GABORONE, Botswana (miningweekly.com) – Botswana-focused Lucara Diamonds is spending $55-million on upgrading its Karowe diamond plant in central Botswana.
Capital expenditure of $20-million already under way is all self-financed by the Canada-, Sweden- and Botswana-listed Lucara, which last year generated revenues of $265-million-plus and a cash operating margin of $529/ct from Karowe.
This year’s sales are forecast at 400 000 ct to 420 000 ct at an operating cost of $33/t to $36/t processed.
Currently all material goes through a dense media separation (DMS) unit but in the future all of the material bigger than 75 mm will be subjected to X-ray transmission (XRT) technology, which picks out the diamonds from their carbon, improves recovery of large diamonds and limits diamond damage.

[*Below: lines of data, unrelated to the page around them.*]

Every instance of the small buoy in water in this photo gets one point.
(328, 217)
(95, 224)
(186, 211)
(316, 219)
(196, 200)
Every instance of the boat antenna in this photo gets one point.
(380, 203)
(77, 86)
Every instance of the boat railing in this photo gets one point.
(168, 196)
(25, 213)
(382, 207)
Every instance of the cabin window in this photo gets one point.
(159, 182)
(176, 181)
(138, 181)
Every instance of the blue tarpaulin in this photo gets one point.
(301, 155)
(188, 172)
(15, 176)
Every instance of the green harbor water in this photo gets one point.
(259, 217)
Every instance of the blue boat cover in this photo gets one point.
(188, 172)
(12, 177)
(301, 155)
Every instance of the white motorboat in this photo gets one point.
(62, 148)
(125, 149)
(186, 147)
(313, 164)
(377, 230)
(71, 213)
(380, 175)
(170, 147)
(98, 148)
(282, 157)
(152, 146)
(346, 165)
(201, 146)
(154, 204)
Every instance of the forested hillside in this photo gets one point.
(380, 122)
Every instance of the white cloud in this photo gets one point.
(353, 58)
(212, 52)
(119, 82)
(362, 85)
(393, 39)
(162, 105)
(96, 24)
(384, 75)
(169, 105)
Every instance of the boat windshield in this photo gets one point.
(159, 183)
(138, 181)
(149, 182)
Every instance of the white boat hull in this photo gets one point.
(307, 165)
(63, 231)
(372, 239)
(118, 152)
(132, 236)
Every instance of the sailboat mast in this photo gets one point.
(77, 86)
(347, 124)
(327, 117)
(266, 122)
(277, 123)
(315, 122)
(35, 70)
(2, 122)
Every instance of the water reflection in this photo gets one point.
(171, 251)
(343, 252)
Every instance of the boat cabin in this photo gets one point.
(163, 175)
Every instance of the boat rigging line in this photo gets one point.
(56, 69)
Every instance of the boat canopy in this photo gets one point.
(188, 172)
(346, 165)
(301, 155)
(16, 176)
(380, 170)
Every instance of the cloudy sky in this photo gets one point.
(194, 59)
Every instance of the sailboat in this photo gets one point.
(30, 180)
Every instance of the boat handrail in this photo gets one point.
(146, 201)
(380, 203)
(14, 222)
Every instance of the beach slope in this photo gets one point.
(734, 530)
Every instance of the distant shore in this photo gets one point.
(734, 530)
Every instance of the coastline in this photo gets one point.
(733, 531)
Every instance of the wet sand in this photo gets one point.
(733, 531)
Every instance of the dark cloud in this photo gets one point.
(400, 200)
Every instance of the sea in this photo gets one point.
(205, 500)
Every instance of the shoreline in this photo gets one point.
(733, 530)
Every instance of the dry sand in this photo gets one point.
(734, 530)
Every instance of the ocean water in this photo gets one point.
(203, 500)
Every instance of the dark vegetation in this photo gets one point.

“We’ll be pioneering XRT recovery in diamond processing,” Lucara COO Paul Day told Creamer Media’s Mining Weekly Online.
To treat new density material as the mine deepens, a fundamental change in the circuit has been introduced.
Karowe is in late-stage commissioning of the new circuit, which is expected to be running to design before the end of this month.
XRT is the most technically interesting part of the circuit and de-risks damage to large and exceptional diamonds.
A 342 ct diamond recovered at Karowe in the first quarter of this year will be sold by exceptional diamond tender on July 16.
Lucara sells all its diamonds by open tender in Botswana, which has increased its bidders-to-viewers ratio.
In the past 17 months, 70 diamonds bigger than 100 ct have been recovered, with 12 bigger than 200 ct.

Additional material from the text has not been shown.